Try my method: Drop everything. Get to a dead stop. See what your soul says to you about your writing and your life. Do what it says.

I’m back at work writing, but in a different way. No more pounding the keyboard until my shoulders won’t move and my wounded ankle feels like it’s poured full of molten lead. No more obsessing.

I’m doing things differently and letting the immense love and good will of the universe carry me forward. If my stuff is supposed to sell, it will because people find value in it––and in getting to know me.

In God we trust, right? That’s the title of that other article I wrote about my recent three weeks of high altitude spiritual regeneration in Santa Fe.

Two more tips that could radically improve the level of peace in the world and might even help your writer’s block:

1.    Watch where you put your feet. If you watch where you put your feet, you won’t step in it. It can take many physical and metaphorical forms. The rut in the driveway that nailed my already screwed-down ankle taught me the wisdom of simple truths: Watch where you step.
2.    Keep your ankle above your heart.
This is a variant of an Eastern spiritual practice. In Eastern religions, worshipers pranam, bow, to their gurus, sacred objects, or representations of deities. The pranam involves either going down on one’s hands and knees and touching one’s forehead to the floor or a total prostration, lying face down on the floor with your hands over your head––a full pranam.

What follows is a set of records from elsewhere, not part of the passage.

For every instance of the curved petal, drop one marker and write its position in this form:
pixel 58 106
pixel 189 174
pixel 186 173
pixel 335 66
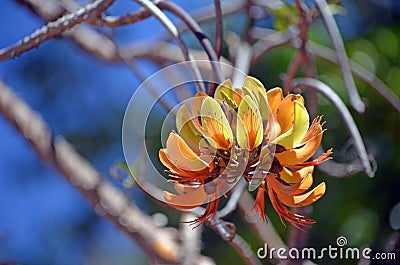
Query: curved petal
pixel 180 154
pixel 215 124
pixel 306 151
pixel 187 198
pixel 196 102
pixel 249 128
pixel 274 97
pixel 187 129
pixel 305 198
pixel 300 123
pixel 285 111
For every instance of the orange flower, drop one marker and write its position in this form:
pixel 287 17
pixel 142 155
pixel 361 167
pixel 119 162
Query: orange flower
pixel 246 132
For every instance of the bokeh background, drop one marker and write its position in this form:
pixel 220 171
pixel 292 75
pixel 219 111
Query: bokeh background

The pranam honors the sacred and forces one to put one’s head below one’s heart. That is, a pranam puts the rational, judgmental function of the intellect below the empathetic, intuitive, compassionate function of the heart. This is a good thing. Few people get in trouble because they’re too compassionate.

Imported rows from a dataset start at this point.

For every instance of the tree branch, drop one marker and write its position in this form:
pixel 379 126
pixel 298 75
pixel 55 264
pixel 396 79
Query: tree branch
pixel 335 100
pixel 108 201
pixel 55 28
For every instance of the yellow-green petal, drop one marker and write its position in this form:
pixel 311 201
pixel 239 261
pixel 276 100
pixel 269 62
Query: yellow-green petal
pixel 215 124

My episode with my ankle indicated that keeping your ankle above your heart can be an equally powerful means of attaining surrender, peace and nonviolence. Could those Hutus have murdered all those people if they’d kept their ankles about their hearts? No.

You can’t do much lying on your back with your ankle above your heart. This posture does provide a perfect opportunity to catch up on the meditations you’ve missed since you started writing seriously twenty years ago. You can contemplate existence like crazy.

With your ankle above your heart, your ankle’s swelling will go down, and so may that of your head. It’s a humbling thing, lying with your leg in the air. Humbling enough to allow your soul to talk and tell you what it thinks of the way you’ve been living.

Your soul may point out certain deficiencies in your behavior that have contributed to your inability to write anything but checks. Your soul may suggest alternative behaviors. In my case, if I didn’t run myself into the ground and chase foolish …  (Contemplation can be brisk.)

Writing and lifestyle are interrelated, or so my ankle and heart told me.

In words my editor sent me (from Ephesians): Live a life worthy of the calling you have received.

In God I trust, while walking the walk.